Lo primero que solemos preguntarnos cuando sopesamos si dar o no una segunda oportunidad es si esa persona habrá cambiado. Nadie desea volver a implicarse en una situación que le produjo dolor o frustración, volver al mismo estado del que costó tanto salir.

La respuesta es sí: las personas cambian. Pero lo hacen cuando ellas lo deciden o las circunstancias les obligan, no necesariamente cuando nosotros lo necesitamos.

Todos crecemos, evolucionamos y adquirimos una conciencia mayor de las consecuencias de nuestro comportamiento. Todos, en algún momento, podemos optar por el cambio. Pero esto ocurre en el momento en que cada uno está listo para enfrentarse a sus propias sombras. 

Cambiar es posible, pero no es una tarea sencilla y requiere de cierta motivación y tolerancia a la incertidumbre. Por ello, el cambio ha de surgir del interior, de un proceso introspectivo personal. Pocas veces un cambio real vendrá motivado únicamente desde el exterior.

Por tanto, has de ser cuidadoso cuando alguien irrumpa de nuevo en tu vida asegurando haber cambiado por ti. Especialmente si esto sucede tras un corto periodo de tiempo. Probablemente, tal transformación no haya tenido lugar y la persona únicamente esté intentando decirte lo que deseas escuchar.
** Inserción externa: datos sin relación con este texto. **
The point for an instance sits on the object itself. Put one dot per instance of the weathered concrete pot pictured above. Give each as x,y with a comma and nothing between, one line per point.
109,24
Bajo estas premisas es muy posible que, si retomas el contacto, las situaciones y los conflictos se reproduzcan.

Aclara objetivos y límites antes de dar segundas oportunidades

Antes de optar por dar segundas oportunidades es recomendable dejar un tiempo para reflexionar acerca de lo que podemos aprender de esa relación. ¿Por qué no funcionó? ¿Qué me ha enseñado sobre mí y sobre lo que deseo en mis vínculos personales? ¿Qué cosas no estoy dispuesto a volver a aceptar en mi vida?

Tanto si se trata de una amistad como de una pareja o un familiar he de saber en qué términos deseo que den las cosas. A continuación, es imprescindible tener una conversación asertiva con esa persona y dejarle claro lo que esperas recibir y lo que está dispuesto a dar. Esto ofrece la oportunidad al otro de explicarte su punto de vista y sus intenciones, y de aceptar o no las condiciones.

No temas mantenerte firme en tus convicciones. No temas cerrar la puerta definitivamente a esa persona si trata de sobrepasar tus límites personales. Recuerda que tu única responsabilidad es contigo mismo. Además, si el otro verdaderamente ha tomado conciencia de los errores y se ha transformado, comprenderá y compartirá tus objetivos.

Pareja sentada hablando

Toma una decisión

Puede que, tras una conversación sincera, llegues a la conclusión de que no deseas retomar el contacto con esa persona o que deseas retomarlo en otras condiciones a las que te plantea. Bien porque has comprobado que no ha habido cambio alguno, bien porque simplemente te has dado cuenta de que ya no tenéis nada que aportaros mutuamente.

En este caso, mantente fiel a ti mismo y a tu decisión. Dar por finalizada una relación o una amistad que ha podido ser fuente de muchos recuerdos bonitos puede no ser una decisión sencilla. Sin embargo, sí puede ser necesaria. En este caso, no dejes que la otra persona te manipule con la culpa o la compasión. Por otro lado, en este contexto, es posible ser firme sin herir a nadie, proteger tus intereses sin ser injusto o egoísta. Hablamos de ser asertivos.

Jung, C. G., Campbell, J., Wilber, K., von Franz, M. L., Bly, R., Dossey, L., ... & Nichols, S. (1991). Encuentro con la sombra. El poder del lado oculto de la naturaleza humana. Barcelona: Kairos. Mayer-Spiess, O. C. (1996). La asertividad: expresión de una sana autoestima. Desclée de Brouwer.